Think about how much energy we waste by skirting around the real issue. Often, when we choose to withhold feedback we think we are being nice or diplomatic, but in reality were just being flat out scaredy pants. The true irony of this story is withholding feedback from people who would otherwise benefit from it is not a nice thing to do. Far from it! Feedback is what allows us to see what is otherwise invisible to us. It is a powerful flashlight that allows us to work in the light rather than the dark. Giving feedback is a respectful and caring way to say I believe in you and I want you to succeed. Without it we give others a false sense of security in their less than desirable performance.

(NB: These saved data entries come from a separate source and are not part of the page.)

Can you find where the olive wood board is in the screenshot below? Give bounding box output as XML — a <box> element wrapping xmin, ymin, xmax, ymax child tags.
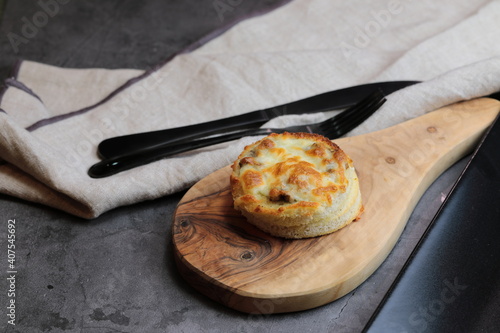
<box><xmin>172</xmin><ymin>98</ymin><xmax>500</xmax><ymax>314</ymax></box>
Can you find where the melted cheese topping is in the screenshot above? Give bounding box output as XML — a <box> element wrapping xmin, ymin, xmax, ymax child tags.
<box><xmin>231</xmin><ymin>132</ymin><xmax>353</xmax><ymax>214</ymax></box>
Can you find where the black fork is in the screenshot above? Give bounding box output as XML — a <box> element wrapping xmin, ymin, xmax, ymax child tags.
<box><xmin>88</xmin><ymin>90</ymin><xmax>386</xmax><ymax>178</ymax></box>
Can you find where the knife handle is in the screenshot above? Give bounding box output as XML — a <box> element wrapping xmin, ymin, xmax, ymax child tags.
<box><xmin>97</xmin><ymin>109</ymin><xmax>270</xmax><ymax>159</ymax></box>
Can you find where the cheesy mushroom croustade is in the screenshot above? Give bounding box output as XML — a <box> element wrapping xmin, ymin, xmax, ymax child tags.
<box><xmin>230</xmin><ymin>132</ymin><xmax>363</xmax><ymax>239</ymax></box>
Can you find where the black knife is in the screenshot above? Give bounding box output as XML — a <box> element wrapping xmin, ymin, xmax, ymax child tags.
<box><xmin>97</xmin><ymin>81</ymin><xmax>419</xmax><ymax>159</ymax></box>
<box><xmin>363</xmin><ymin>111</ymin><xmax>500</xmax><ymax>332</ymax></box>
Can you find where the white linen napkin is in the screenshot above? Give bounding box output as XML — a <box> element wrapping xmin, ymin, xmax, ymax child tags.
<box><xmin>1</xmin><ymin>0</ymin><xmax>500</xmax><ymax>218</ymax></box>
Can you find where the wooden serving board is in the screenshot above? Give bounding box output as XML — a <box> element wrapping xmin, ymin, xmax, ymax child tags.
<box><xmin>172</xmin><ymin>98</ymin><xmax>500</xmax><ymax>314</ymax></box>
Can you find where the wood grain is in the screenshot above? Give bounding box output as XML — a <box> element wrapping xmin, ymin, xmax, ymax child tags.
<box><xmin>172</xmin><ymin>98</ymin><xmax>500</xmax><ymax>314</ymax></box>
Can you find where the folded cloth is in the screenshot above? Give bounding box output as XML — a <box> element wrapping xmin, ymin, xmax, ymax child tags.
<box><xmin>1</xmin><ymin>0</ymin><xmax>500</xmax><ymax>218</ymax></box>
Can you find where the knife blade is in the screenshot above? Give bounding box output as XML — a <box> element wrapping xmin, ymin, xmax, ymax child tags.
<box><xmin>363</xmin><ymin>110</ymin><xmax>500</xmax><ymax>332</ymax></box>
<box><xmin>97</xmin><ymin>80</ymin><xmax>419</xmax><ymax>159</ymax></box>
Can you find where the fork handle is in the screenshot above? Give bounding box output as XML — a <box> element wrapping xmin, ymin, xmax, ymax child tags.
<box><xmin>89</xmin><ymin>128</ymin><xmax>274</xmax><ymax>178</ymax></box>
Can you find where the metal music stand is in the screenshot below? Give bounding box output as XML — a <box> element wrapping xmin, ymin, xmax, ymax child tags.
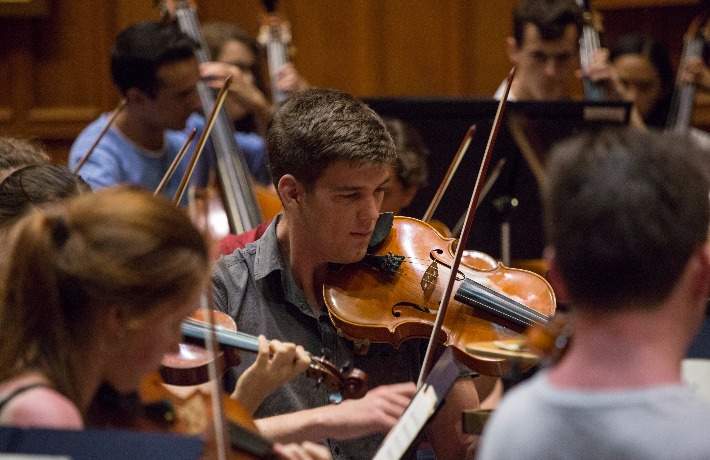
<box><xmin>0</xmin><ymin>426</ymin><xmax>204</xmax><ymax>460</ymax></box>
<box><xmin>364</xmin><ymin>98</ymin><xmax>631</xmax><ymax>262</ymax></box>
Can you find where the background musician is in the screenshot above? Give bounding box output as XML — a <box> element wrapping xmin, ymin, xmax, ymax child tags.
<box><xmin>203</xmin><ymin>21</ymin><xmax>309</xmax><ymax>141</ymax></box>
<box><xmin>477</xmin><ymin>127</ymin><xmax>710</xmax><ymax>459</ymax></box>
<box><xmin>214</xmin><ymin>88</ymin><xmax>480</xmax><ymax>459</ymax></box>
<box><xmin>68</xmin><ymin>21</ymin><xmax>271</xmax><ymax>200</ymax></box>
<box><xmin>379</xmin><ymin>117</ymin><xmax>430</xmax><ymax>217</ymax></box>
<box><xmin>498</xmin><ymin>0</ymin><xmax>584</xmax><ymax>101</ymax></box>
<box><xmin>603</xmin><ymin>34</ymin><xmax>675</xmax><ymax>128</ymax></box>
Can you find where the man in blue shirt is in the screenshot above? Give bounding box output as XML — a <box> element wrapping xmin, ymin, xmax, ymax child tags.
<box><xmin>69</xmin><ymin>21</ymin><xmax>270</xmax><ymax>202</ymax></box>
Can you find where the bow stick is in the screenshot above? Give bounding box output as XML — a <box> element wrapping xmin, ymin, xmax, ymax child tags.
<box><xmin>418</xmin><ymin>67</ymin><xmax>516</xmax><ymax>386</ymax></box>
<box><xmin>154</xmin><ymin>128</ymin><xmax>196</xmax><ymax>196</ymax></box>
<box><xmin>173</xmin><ymin>74</ymin><xmax>232</xmax><ymax>205</ymax></box>
<box><xmin>72</xmin><ymin>99</ymin><xmax>127</xmax><ymax>174</ymax></box>
<box><xmin>421</xmin><ymin>125</ymin><xmax>476</xmax><ymax>224</ymax></box>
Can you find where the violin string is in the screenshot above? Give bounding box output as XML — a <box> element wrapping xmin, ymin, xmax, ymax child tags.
<box><xmin>371</xmin><ymin>257</ymin><xmax>551</xmax><ymax>329</ymax></box>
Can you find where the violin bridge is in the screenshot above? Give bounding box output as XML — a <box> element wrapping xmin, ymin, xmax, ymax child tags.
<box><xmin>421</xmin><ymin>260</ymin><xmax>439</xmax><ymax>293</ymax></box>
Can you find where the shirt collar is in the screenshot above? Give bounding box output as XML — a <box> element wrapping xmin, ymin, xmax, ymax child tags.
<box><xmin>253</xmin><ymin>214</ymin><xmax>285</xmax><ymax>282</ymax></box>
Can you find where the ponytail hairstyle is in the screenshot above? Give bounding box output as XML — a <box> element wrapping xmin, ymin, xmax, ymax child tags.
<box><xmin>0</xmin><ymin>186</ymin><xmax>211</xmax><ymax>406</ymax></box>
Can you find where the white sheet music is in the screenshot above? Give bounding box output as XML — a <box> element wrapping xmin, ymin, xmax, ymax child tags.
<box><xmin>373</xmin><ymin>384</ymin><xmax>439</xmax><ymax>460</ymax></box>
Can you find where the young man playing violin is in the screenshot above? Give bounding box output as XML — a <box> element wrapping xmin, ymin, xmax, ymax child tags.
<box><xmin>68</xmin><ymin>21</ymin><xmax>271</xmax><ymax>201</ymax></box>
<box><xmin>477</xmin><ymin>127</ymin><xmax>710</xmax><ymax>459</ymax></box>
<box><xmin>213</xmin><ymin>88</ymin><xmax>481</xmax><ymax>460</ymax></box>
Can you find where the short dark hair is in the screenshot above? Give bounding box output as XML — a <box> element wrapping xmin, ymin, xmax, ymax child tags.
<box><xmin>382</xmin><ymin>118</ymin><xmax>429</xmax><ymax>189</ymax></box>
<box><xmin>111</xmin><ymin>21</ymin><xmax>199</xmax><ymax>97</ymax></box>
<box><xmin>0</xmin><ymin>164</ymin><xmax>91</xmax><ymax>228</ymax></box>
<box><xmin>513</xmin><ymin>0</ymin><xmax>583</xmax><ymax>44</ymax></box>
<box><xmin>266</xmin><ymin>88</ymin><xmax>396</xmax><ymax>189</ymax></box>
<box><xmin>543</xmin><ymin>127</ymin><xmax>710</xmax><ymax>311</ymax></box>
<box><xmin>0</xmin><ymin>137</ymin><xmax>50</xmax><ymax>182</ymax></box>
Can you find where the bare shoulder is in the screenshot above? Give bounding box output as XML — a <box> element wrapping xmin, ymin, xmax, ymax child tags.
<box><xmin>2</xmin><ymin>387</ymin><xmax>83</xmax><ymax>429</ymax></box>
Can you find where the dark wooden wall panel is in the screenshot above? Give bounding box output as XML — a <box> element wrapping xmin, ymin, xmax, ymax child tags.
<box><xmin>0</xmin><ymin>0</ymin><xmax>705</xmax><ymax>165</ymax></box>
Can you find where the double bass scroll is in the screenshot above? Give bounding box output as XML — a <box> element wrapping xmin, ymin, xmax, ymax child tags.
<box><xmin>667</xmin><ymin>13</ymin><xmax>710</xmax><ymax>133</ymax></box>
<box><xmin>258</xmin><ymin>0</ymin><xmax>293</xmax><ymax>106</ymax></box>
<box><xmin>576</xmin><ymin>0</ymin><xmax>607</xmax><ymax>101</ymax></box>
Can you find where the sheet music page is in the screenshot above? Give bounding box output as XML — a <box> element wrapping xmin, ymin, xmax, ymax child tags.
<box><xmin>373</xmin><ymin>348</ymin><xmax>460</xmax><ymax>460</ymax></box>
<box><xmin>373</xmin><ymin>384</ymin><xmax>438</xmax><ymax>460</ymax></box>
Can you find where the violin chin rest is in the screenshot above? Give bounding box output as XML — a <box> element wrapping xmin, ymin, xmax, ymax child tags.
<box><xmin>368</xmin><ymin>212</ymin><xmax>394</xmax><ymax>248</ymax></box>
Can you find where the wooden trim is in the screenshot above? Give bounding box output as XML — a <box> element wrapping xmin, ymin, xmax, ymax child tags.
<box><xmin>692</xmin><ymin>93</ymin><xmax>710</xmax><ymax>130</ymax></box>
<box><xmin>27</xmin><ymin>106</ymin><xmax>101</xmax><ymax>123</ymax></box>
<box><xmin>0</xmin><ymin>0</ymin><xmax>48</xmax><ymax>17</ymax></box>
<box><xmin>0</xmin><ymin>107</ymin><xmax>13</xmax><ymax>123</ymax></box>
<box><xmin>596</xmin><ymin>0</ymin><xmax>699</xmax><ymax>9</ymax></box>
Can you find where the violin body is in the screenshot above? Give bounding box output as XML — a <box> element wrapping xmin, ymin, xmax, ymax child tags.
<box><xmin>139</xmin><ymin>372</ymin><xmax>274</xmax><ymax>460</ymax></box>
<box><xmin>324</xmin><ymin>217</ymin><xmax>556</xmax><ymax>376</ymax></box>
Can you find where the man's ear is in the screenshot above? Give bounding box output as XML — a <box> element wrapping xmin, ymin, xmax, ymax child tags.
<box><xmin>506</xmin><ymin>36</ymin><xmax>520</xmax><ymax>64</ymax></box>
<box><xmin>277</xmin><ymin>174</ymin><xmax>302</xmax><ymax>209</ymax></box>
<box><xmin>125</xmin><ymin>87</ymin><xmax>150</xmax><ymax>106</ymax></box>
<box><xmin>400</xmin><ymin>185</ymin><xmax>419</xmax><ymax>210</ymax></box>
<box><xmin>544</xmin><ymin>247</ymin><xmax>570</xmax><ymax>305</ymax></box>
<box><xmin>691</xmin><ymin>243</ymin><xmax>710</xmax><ymax>302</ymax></box>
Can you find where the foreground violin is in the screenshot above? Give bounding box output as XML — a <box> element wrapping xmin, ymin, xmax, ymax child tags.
<box><xmin>87</xmin><ymin>372</ymin><xmax>274</xmax><ymax>459</ymax></box>
<box><xmin>324</xmin><ymin>217</ymin><xmax>556</xmax><ymax>377</ymax></box>
<box><xmin>171</xmin><ymin>310</ymin><xmax>369</xmax><ymax>401</ymax></box>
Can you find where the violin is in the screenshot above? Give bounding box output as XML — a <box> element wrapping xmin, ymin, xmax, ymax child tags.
<box><xmin>667</xmin><ymin>12</ymin><xmax>710</xmax><ymax>133</ymax></box>
<box><xmin>524</xmin><ymin>312</ymin><xmax>572</xmax><ymax>366</ymax></box>
<box><xmin>86</xmin><ymin>364</ymin><xmax>274</xmax><ymax>459</ymax></box>
<box><xmin>138</xmin><ymin>372</ymin><xmax>275</xmax><ymax>460</ymax></box>
<box><xmin>323</xmin><ymin>216</ymin><xmax>556</xmax><ymax>377</ymax></box>
<box><xmin>169</xmin><ymin>310</ymin><xmax>369</xmax><ymax>401</ymax></box>
<box><xmin>576</xmin><ymin>0</ymin><xmax>607</xmax><ymax>101</ymax></box>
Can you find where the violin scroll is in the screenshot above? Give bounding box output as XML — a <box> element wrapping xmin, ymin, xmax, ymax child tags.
<box><xmin>306</xmin><ymin>356</ymin><xmax>369</xmax><ymax>402</ymax></box>
<box><xmin>524</xmin><ymin>313</ymin><xmax>572</xmax><ymax>366</ymax></box>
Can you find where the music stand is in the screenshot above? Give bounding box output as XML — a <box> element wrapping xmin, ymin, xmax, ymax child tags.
<box><xmin>372</xmin><ymin>348</ymin><xmax>460</xmax><ymax>460</ymax></box>
<box><xmin>0</xmin><ymin>426</ymin><xmax>204</xmax><ymax>460</ymax></box>
<box><xmin>364</xmin><ymin>97</ymin><xmax>631</xmax><ymax>262</ymax></box>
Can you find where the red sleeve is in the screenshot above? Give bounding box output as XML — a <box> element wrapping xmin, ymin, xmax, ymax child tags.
<box><xmin>217</xmin><ymin>219</ymin><xmax>272</xmax><ymax>257</ymax></box>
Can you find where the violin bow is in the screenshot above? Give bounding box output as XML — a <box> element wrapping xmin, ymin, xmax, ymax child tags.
<box><xmin>173</xmin><ymin>74</ymin><xmax>232</xmax><ymax>206</ymax></box>
<box><xmin>72</xmin><ymin>99</ymin><xmax>127</xmax><ymax>175</ymax></box>
<box><xmin>450</xmin><ymin>157</ymin><xmax>506</xmax><ymax>238</ymax></box>
<box><xmin>418</xmin><ymin>67</ymin><xmax>516</xmax><ymax>386</ymax></box>
<box><xmin>164</xmin><ymin>72</ymin><xmax>235</xmax><ymax>458</ymax></box>
<box><xmin>421</xmin><ymin>125</ymin><xmax>476</xmax><ymax>224</ymax></box>
<box><xmin>154</xmin><ymin>128</ymin><xmax>197</xmax><ymax>196</ymax></box>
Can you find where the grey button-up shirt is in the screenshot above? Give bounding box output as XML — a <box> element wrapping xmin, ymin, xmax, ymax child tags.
<box><xmin>213</xmin><ymin>216</ymin><xmax>436</xmax><ymax>459</ymax></box>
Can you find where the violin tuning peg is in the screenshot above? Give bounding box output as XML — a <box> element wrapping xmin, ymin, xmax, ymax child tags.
<box><xmin>339</xmin><ymin>361</ymin><xmax>351</xmax><ymax>373</ymax></box>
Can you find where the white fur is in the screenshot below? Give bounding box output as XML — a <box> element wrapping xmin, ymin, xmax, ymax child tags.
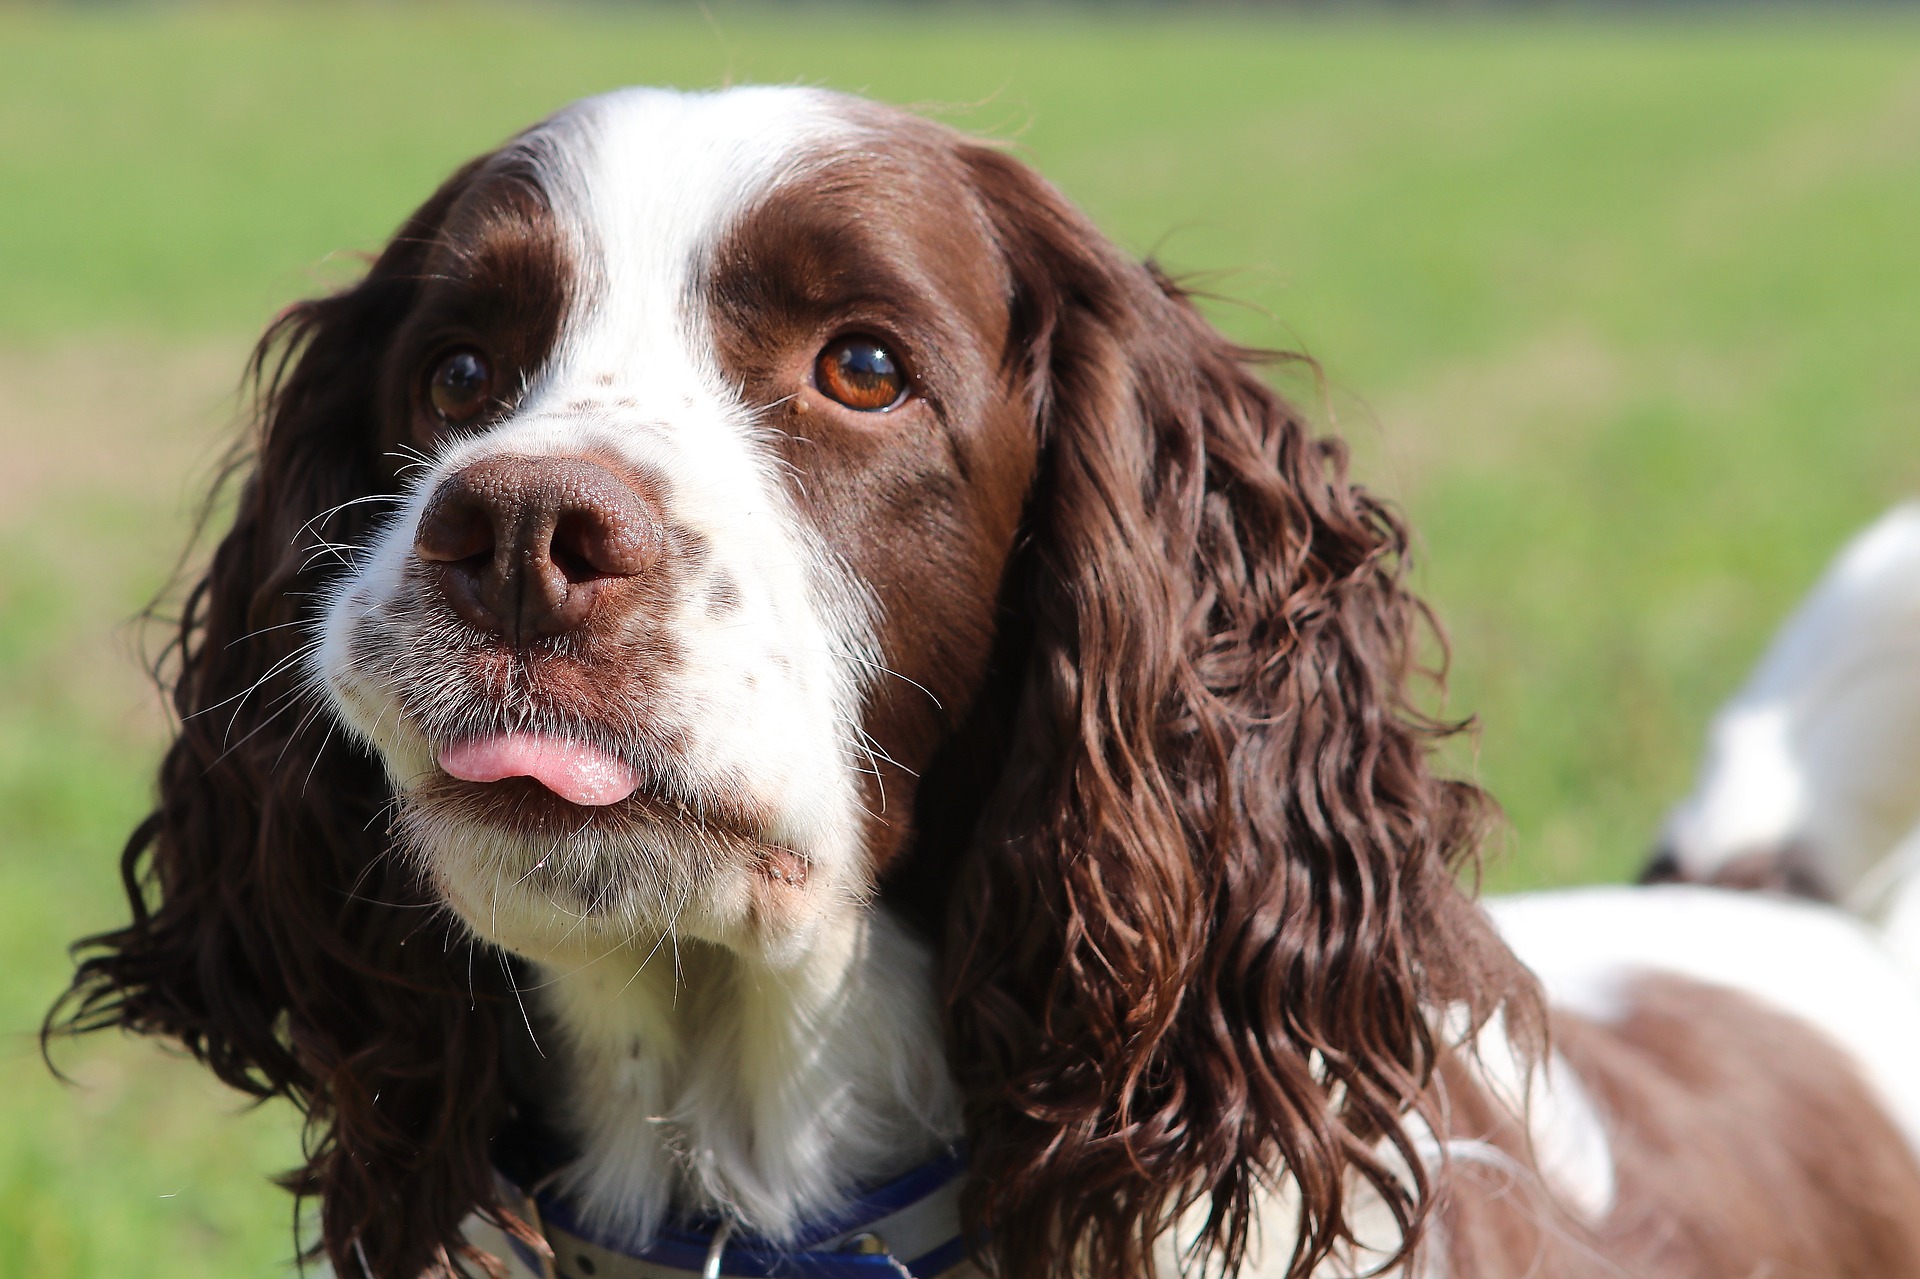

Being courageous enough to provide useful feedback means saying what needs to be said, rather than what is easier to say, and saying what needs to be said, rather than what is easier for the other person to hear. In our personal lives and at work, we need to give and receive feedback before, during and after tough times. Tough times are situations or people that cause us some level of discomfort or pain. We give feedback before tough times so that we can prevent the tough time from happening or mitigate the extent to which we experience it. During tough times, giving and receiving feedback helps us to be more clear and move through our challenges more quickly. After tough times, we need feedback to help us learn from the experience. When we give and receive feedback either before, during or after tough times, we are adding meaning to the situation around us, helping ourselves and others to transform our pain into a growth experience.
What are some of the situations where you are withholding necessary feedback because you don’t want to say what needs to be said or where you are concerned the other person may not want to hear it? What are the consequences if you do not provide the feedback? Chances are we are better off speaking up in the long-term even if there is a short-term pain involved in the process.